Comme je choisis volontiers, parmi les idées de M. Pierre Hamp, celles qui me paraissent le plus recommandables, je crains de le présenter sous un jour, le meilleur à mon gré, mais qui ne serait pas tout à fait le sien. Il est révolutionnaire. Dans son livre le plus récent, le chapitre que j’ai résumé, où il vante ce « nouvel honneur, » cette chevalerie et cette religion, l’amour du métier, cet excellent chapitre est suivi d’un autre, où il célèbre l’esprit révolutionnaire avec beaucoup d’enthousiasme. « L’esprit révolutionnaire, dit-il, est un des grands sentiments de l’homme, comme l’amour, la piété. Il ne peut périr qu’avec l’humanité… L’esprit de destruction est nécessaire : périsse ce qui doit périr !… » Seulement, ce qui doit périr entraîne dans la mort ce qui pourrait, ce qui devrait survivre, ce qui n’était pas caduc et ce qui sera bien à regretter : les révolutions ne sont pas toujours très fines, méticuleuses, et manquent de discernement. Si révolutionnaire que soit M. Pierre Hamp, et je ne vais pas le chicaner là-dessus, il ne dédaigne pas tout le passé ; il admire de vieilles choses qui sont d’ancien régime. On tirerait de son œuvre tout un manuel du parfait conservateur. Il essaye de réunir ses opinions socialistes et, quelques-unes, réactionnaires.

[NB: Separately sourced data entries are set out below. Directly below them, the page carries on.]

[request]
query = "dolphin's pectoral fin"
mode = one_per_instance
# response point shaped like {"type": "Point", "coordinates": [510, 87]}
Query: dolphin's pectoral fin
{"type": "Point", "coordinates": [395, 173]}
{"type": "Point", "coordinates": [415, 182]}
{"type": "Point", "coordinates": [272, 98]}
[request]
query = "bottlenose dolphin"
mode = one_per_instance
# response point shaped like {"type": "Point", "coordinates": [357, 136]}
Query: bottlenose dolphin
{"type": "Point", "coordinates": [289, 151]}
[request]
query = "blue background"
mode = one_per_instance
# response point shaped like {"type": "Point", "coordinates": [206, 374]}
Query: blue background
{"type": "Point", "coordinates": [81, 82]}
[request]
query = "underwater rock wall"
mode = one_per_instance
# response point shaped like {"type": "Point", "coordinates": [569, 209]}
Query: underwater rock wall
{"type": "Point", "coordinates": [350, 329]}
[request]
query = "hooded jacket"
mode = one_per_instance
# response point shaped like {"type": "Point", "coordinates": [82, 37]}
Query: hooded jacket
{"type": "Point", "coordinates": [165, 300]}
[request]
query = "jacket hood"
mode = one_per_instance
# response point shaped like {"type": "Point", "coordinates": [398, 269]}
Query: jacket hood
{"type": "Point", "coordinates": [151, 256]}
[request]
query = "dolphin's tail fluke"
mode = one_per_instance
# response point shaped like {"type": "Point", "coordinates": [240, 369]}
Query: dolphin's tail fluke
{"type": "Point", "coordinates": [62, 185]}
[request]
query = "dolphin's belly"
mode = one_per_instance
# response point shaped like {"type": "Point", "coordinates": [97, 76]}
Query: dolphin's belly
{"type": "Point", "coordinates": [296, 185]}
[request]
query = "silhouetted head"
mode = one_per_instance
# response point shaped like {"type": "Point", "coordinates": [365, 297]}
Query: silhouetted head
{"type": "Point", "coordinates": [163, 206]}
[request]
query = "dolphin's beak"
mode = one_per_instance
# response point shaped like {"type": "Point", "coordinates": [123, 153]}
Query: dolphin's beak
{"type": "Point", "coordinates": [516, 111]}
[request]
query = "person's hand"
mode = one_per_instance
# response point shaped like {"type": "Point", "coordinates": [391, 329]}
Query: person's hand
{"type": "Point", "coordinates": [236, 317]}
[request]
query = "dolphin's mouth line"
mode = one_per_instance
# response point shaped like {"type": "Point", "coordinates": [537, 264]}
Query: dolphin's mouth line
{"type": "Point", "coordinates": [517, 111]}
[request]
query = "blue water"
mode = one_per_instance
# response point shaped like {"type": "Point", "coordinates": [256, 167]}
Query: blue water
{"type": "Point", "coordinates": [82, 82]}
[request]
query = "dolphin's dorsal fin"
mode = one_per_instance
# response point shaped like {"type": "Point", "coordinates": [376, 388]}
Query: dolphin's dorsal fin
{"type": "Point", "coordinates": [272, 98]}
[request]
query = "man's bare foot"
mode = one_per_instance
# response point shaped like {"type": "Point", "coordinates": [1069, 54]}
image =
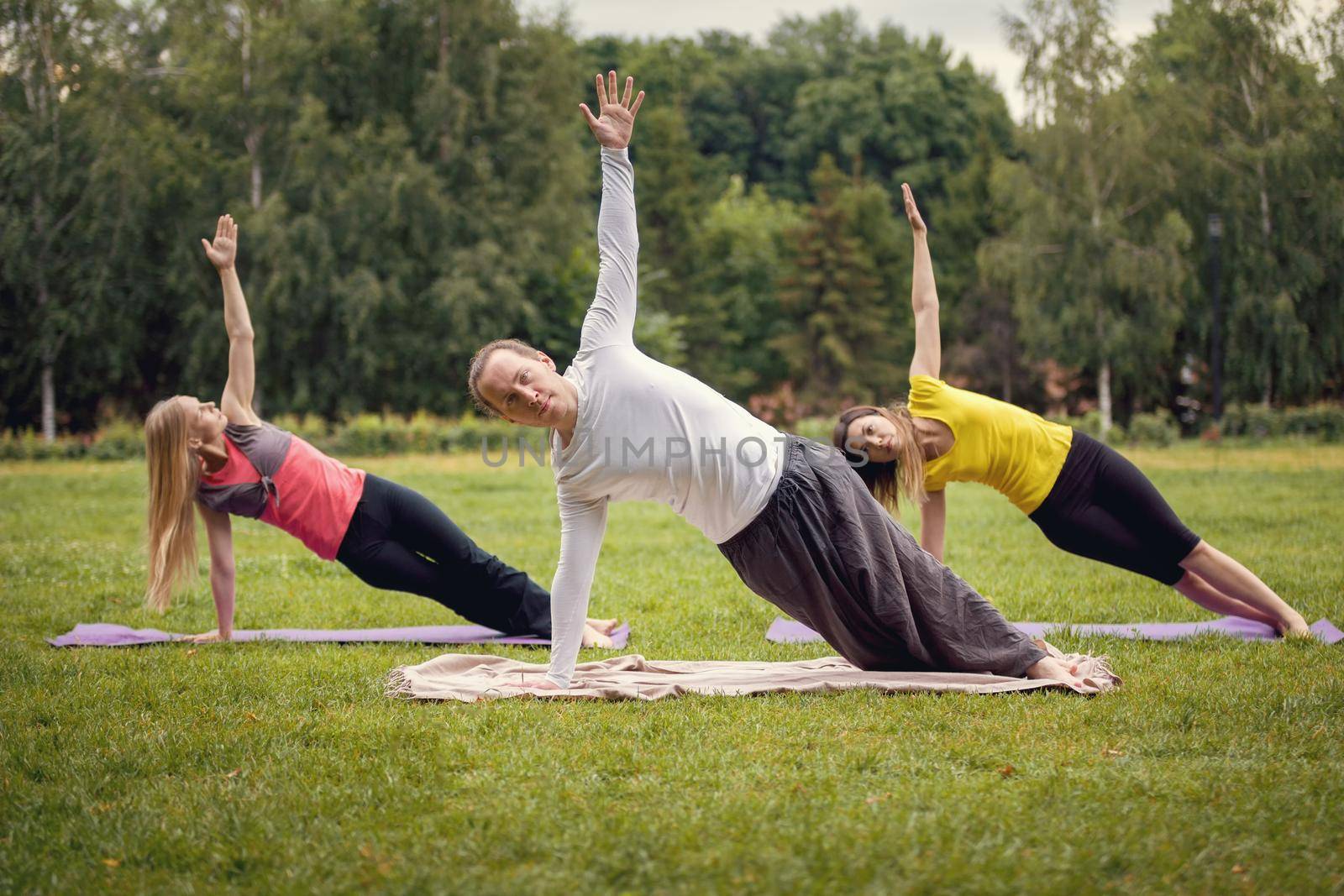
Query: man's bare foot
{"type": "Point", "coordinates": [595, 638]}
{"type": "Point", "coordinates": [1052, 669]}
{"type": "Point", "coordinates": [605, 626]}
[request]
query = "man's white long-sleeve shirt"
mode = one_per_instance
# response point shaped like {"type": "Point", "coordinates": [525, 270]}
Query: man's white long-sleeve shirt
{"type": "Point", "coordinates": [645, 432]}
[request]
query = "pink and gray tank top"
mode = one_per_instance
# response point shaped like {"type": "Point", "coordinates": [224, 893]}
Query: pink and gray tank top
{"type": "Point", "coordinates": [277, 477]}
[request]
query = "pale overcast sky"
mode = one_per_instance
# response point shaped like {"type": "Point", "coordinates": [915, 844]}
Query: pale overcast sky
{"type": "Point", "coordinates": [969, 27]}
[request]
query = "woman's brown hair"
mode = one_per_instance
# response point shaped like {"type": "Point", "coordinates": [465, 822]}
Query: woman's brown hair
{"type": "Point", "coordinates": [890, 479]}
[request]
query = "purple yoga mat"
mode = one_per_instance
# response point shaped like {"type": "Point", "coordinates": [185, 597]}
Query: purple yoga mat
{"type": "Point", "coordinates": [104, 634]}
{"type": "Point", "coordinates": [788, 631]}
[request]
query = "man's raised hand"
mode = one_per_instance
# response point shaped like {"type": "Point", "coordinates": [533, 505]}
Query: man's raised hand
{"type": "Point", "coordinates": [225, 249]}
{"type": "Point", "coordinates": [615, 121]}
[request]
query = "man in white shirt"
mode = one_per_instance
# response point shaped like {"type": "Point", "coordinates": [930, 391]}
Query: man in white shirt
{"type": "Point", "coordinates": [792, 517]}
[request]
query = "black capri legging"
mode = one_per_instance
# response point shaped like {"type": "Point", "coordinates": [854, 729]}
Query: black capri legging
{"type": "Point", "coordinates": [398, 540]}
{"type": "Point", "coordinates": [1104, 508]}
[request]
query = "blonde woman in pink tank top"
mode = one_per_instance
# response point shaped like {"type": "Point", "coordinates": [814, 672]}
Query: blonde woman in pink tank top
{"type": "Point", "coordinates": [225, 461]}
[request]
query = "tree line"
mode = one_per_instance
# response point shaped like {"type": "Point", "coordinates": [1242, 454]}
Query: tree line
{"type": "Point", "coordinates": [412, 179]}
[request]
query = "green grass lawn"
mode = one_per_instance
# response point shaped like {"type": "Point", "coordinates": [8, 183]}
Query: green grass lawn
{"type": "Point", "coordinates": [282, 768]}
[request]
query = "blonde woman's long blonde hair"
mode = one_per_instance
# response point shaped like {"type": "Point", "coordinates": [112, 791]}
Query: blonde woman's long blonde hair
{"type": "Point", "coordinates": [893, 479]}
{"type": "Point", "coordinates": [174, 476]}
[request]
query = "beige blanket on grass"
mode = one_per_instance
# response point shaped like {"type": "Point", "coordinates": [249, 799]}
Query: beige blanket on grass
{"type": "Point", "coordinates": [470, 678]}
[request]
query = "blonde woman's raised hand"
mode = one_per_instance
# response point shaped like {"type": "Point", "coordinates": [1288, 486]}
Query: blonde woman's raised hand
{"type": "Point", "coordinates": [223, 250]}
{"type": "Point", "coordinates": [615, 121]}
{"type": "Point", "coordinates": [913, 211]}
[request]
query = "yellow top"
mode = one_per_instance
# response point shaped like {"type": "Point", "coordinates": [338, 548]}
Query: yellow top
{"type": "Point", "coordinates": [998, 443]}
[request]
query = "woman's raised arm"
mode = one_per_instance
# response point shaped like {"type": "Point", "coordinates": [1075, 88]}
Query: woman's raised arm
{"type": "Point", "coordinates": [242, 369]}
{"type": "Point", "coordinates": [924, 297]}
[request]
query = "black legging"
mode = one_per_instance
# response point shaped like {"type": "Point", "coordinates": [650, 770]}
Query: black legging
{"type": "Point", "coordinates": [398, 540]}
{"type": "Point", "coordinates": [1104, 508]}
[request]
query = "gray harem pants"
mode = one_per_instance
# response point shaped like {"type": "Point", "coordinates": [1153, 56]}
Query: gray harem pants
{"type": "Point", "coordinates": [826, 553]}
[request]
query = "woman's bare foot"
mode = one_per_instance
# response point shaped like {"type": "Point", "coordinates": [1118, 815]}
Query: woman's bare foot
{"type": "Point", "coordinates": [595, 638]}
{"type": "Point", "coordinates": [1294, 626]}
{"type": "Point", "coordinates": [605, 626]}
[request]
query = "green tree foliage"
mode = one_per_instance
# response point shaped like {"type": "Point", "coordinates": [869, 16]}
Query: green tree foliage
{"type": "Point", "coordinates": [842, 333]}
{"type": "Point", "coordinates": [1250, 117]}
{"type": "Point", "coordinates": [413, 179]}
{"type": "Point", "coordinates": [1097, 262]}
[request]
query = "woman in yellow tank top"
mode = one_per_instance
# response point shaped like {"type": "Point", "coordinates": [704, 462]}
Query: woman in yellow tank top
{"type": "Point", "coordinates": [1081, 493]}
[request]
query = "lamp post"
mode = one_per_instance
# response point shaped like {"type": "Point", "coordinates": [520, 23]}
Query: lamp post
{"type": "Point", "coordinates": [1215, 338]}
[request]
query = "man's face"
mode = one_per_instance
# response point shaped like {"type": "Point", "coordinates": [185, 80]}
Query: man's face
{"type": "Point", "coordinates": [528, 390]}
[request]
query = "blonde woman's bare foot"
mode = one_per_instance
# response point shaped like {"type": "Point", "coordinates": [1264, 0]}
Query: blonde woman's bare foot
{"type": "Point", "coordinates": [595, 638]}
{"type": "Point", "coordinates": [1294, 626]}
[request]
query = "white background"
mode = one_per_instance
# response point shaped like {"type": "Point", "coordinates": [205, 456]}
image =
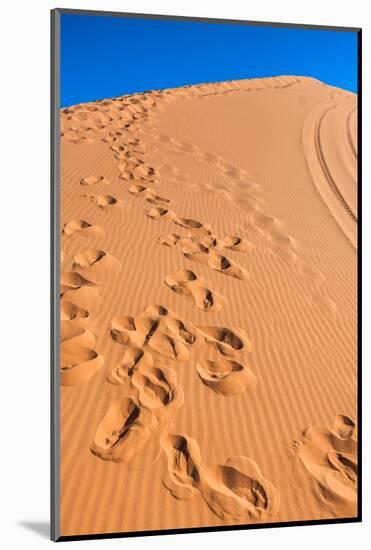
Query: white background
{"type": "Point", "coordinates": [25, 264]}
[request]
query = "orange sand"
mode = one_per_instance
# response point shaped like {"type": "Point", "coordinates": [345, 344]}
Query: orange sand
{"type": "Point", "coordinates": [208, 309]}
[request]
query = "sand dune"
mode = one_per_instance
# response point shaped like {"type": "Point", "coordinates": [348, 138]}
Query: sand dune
{"type": "Point", "coordinates": [208, 307]}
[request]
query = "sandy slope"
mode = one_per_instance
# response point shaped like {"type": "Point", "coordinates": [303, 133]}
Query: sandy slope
{"type": "Point", "coordinates": [208, 310]}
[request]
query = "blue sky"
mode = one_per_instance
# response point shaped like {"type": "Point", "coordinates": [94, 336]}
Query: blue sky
{"type": "Point", "coordinates": [103, 56]}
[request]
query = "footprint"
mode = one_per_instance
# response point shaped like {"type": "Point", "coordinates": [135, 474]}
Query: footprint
{"type": "Point", "coordinates": [157, 212]}
{"type": "Point", "coordinates": [168, 240]}
{"type": "Point", "coordinates": [169, 347]}
{"type": "Point", "coordinates": [78, 358]}
{"type": "Point", "coordinates": [233, 491]}
{"type": "Point", "coordinates": [234, 242]}
{"type": "Point", "coordinates": [104, 201]}
{"type": "Point", "coordinates": [85, 229]}
{"type": "Point", "coordinates": [228, 342]}
{"type": "Point", "coordinates": [330, 456]}
{"type": "Point", "coordinates": [194, 225]}
{"type": "Point", "coordinates": [121, 328]}
{"type": "Point", "coordinates": [70, 311]}
{"type": "Point", "coordinates": [185, 332]}
{"type": "Point", "coordinates": [137, 189]}
{"type": "Point", "coordinates": [148, 193]}
{"type": "Point", "coordinates": [157, 387]}
{"type": "Point", "coordinates": [134, 358]}
{"type": "Point", "coordinates": [225, 376]}
{"type": "Point", "coordinates": [71, 280]}
{"type": "Point", "coordinates": [94, 180]}
{"type": "Point", "coordinates": [184, 465]}
{"type": "Point", "coordinates": [94, 264]}
{"type": "Point", "coordinates": [187, 283]}
{"type": "Point", "coordinates": [123, 432]}
{"type": "Point", "coordinates": [152, 198]}
{"type": "Point", "coordinates": [241, 492]}
{"type": "Point", "coordinates": [224, 265]}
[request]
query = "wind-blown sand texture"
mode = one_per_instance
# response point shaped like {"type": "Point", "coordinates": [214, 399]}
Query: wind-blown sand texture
{"type": "Point", "coordinates": [208, 307]}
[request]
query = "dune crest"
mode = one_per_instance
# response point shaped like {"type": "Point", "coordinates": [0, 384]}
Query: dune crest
{"type": "Point", "coordinates": [208, 306]}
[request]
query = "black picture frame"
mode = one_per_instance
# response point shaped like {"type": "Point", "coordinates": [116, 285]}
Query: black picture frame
{"type": "Point", "coordinates": [55, 274]}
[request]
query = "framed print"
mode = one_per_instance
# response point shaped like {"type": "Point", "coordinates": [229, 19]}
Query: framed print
{"type": "Point", "coordinates": [205, 282]}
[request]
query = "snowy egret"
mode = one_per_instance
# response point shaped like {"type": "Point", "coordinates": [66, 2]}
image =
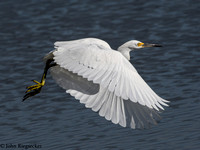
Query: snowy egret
{"type": "Point", "coordinates": [104, 80]}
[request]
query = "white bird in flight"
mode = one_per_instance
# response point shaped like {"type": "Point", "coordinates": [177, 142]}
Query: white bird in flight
{"type": "Point", "coordinates": [104, 80]}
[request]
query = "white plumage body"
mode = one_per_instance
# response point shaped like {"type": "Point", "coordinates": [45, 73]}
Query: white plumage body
{"type": "Point", "coordinates": [105, 81]}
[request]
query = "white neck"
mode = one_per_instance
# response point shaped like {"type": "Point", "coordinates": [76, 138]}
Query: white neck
{"type": "Point", "coordinates": [125, 51]}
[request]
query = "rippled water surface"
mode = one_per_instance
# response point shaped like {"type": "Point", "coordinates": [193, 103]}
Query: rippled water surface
{"type": "Point", "coordinates": [55, 120]}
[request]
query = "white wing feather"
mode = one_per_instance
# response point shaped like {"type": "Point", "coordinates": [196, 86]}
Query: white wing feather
{"type": "Point", "coordinates": [123, 93]}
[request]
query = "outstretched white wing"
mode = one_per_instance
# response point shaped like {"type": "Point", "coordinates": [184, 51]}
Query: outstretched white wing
{"type": "Point", "coordinates": [123, 97]}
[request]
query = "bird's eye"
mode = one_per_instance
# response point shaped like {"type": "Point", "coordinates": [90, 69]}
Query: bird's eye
{"type": "Point", "coordinates": [140, 44]}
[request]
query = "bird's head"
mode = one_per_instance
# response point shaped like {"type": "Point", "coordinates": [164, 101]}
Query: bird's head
{"type": "Point", "coordinates": [134, 44]}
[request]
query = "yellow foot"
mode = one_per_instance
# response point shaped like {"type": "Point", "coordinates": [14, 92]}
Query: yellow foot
{"type": "Point", "coordinates": [34, 89]}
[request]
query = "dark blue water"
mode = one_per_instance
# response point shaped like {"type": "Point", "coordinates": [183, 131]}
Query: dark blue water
{"type": "Point", "coordinates": [55, 120]}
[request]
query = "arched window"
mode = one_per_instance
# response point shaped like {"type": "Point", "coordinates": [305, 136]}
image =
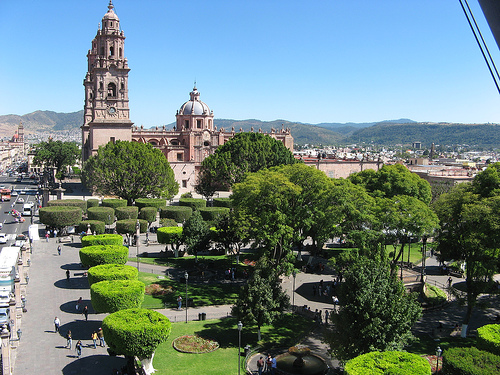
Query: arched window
{"type": "Point", "coordinates": [112, 90]}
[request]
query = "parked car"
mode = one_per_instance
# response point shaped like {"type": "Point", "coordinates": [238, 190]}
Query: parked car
{"type": "Point", "coordinates": [5, 316]}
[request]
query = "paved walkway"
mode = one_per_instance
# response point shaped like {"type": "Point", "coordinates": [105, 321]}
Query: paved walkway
{"type": "Point", "coordinates": [49, 294]}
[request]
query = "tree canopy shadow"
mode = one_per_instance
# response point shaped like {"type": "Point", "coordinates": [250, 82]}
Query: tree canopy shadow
{"type": "Point", "coordinates": [98, 364]}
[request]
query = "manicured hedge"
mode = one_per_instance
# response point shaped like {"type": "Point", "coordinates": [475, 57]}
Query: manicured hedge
{"type": "Point", "coordinates": [169, 235]}
{"type": "Point", "coordinates": [150, 202]}
{"type": "Point", "coordinates": [60, 216]}
{"type": "Point", "coordinates": [194, 203]}
{"type": "Point", "coordinates": [93, 202]}
{"type": "Point", "coordinates": [488, 338]}
{"type": "Point", "coordinates": [211, 213]}
{"type": "Point", "coordinates": [127, 212]}
{"type": "Point", "coordinates": [113, 295]}
{"type": "Point", "coordinates": [91, 256]}
{"type": "Point", "coordinates": [102, 239]}
{"type": "Point", "coordinates": [168, 223]}
{"type": "Point", "coordinates": [128, 226]}
{"type": "Point", "coordinates": [135, 332]}
{"type": "Point", "coordinates": [470, 361]}
{"type": "Point", "coordinates": [96, 226]}
{"type": "Point", "coordinates": [113, 203]}
{"type": "Point", "coordinates": [106, 214]}
{"type": "Point", "coordinates": [111, 272]}
{"type": "Point", "coordinates": [223, 202]}
{"type": "Point", "coordinates": [148, 213]}
{"type": "Point", "coordinates": [69, 202]}
{"type": "Point", "coordinates": [177, 213]}
{"type": "Point", "coordinates": [394, 363]}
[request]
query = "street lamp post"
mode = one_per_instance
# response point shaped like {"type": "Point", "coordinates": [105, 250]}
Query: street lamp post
{"type": "Point", "coordinates": [137, 234]}
{"type": "Point", "coordinates": [439, 351]}
{"type": "Point", "coordinates": [186, 275]}
{"type": "Point", "coordinates": [240, 327]}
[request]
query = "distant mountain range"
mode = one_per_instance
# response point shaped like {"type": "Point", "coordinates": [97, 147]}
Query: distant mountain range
{"type": "Point", "coordinates": [389, 132]}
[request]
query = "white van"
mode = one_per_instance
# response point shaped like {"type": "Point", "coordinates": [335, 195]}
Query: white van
{"type": "Point", "coordinates": [27, 209]}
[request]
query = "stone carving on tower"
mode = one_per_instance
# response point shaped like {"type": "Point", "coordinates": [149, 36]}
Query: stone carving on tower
{"type": "Point", "coordinates": [106, 109]}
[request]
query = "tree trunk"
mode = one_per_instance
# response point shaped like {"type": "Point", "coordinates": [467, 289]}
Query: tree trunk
{"type": "Point", "coordinates": [147, 363]}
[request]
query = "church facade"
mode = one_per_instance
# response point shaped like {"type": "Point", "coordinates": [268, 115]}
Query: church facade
{"type": "Point", "coordinates": [106, 112]}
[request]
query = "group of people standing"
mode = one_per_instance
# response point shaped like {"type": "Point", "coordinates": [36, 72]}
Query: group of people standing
{"type": "Point", "coordinates": [267, 366]}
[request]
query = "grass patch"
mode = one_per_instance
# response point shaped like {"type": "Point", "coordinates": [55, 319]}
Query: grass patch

Du reste, je ne lui reproche pas de n’y réussir qu’à peine : il n’a point résolu encore la question sociale, qui est probablement insoluble ; mais il traite avec bonne foi plusieurs questions sociales, et c’est, à mon avis, son mérite.

L’une de ces questions : le machinisme. Les quenouilleuses de Flandre font un joli métier ; elles ne le font point à la machine. Dès que la machine intervient, la poésie s’en va. L’ouvrier ne travaille plus chez lui, mais à l’usine ; et il n’est plus qu’un rouage de la machine, en quelque sorte. La machine donne ce qu’elle doit donner. Il ne s’agit plus d’obtenir un ouvrage plus délicat, plus savant, qui révèle un bel ouvrier. Bref, le machinisme ne va-t-il pas détruire l’âme du travail, c’est l’amour du métier ?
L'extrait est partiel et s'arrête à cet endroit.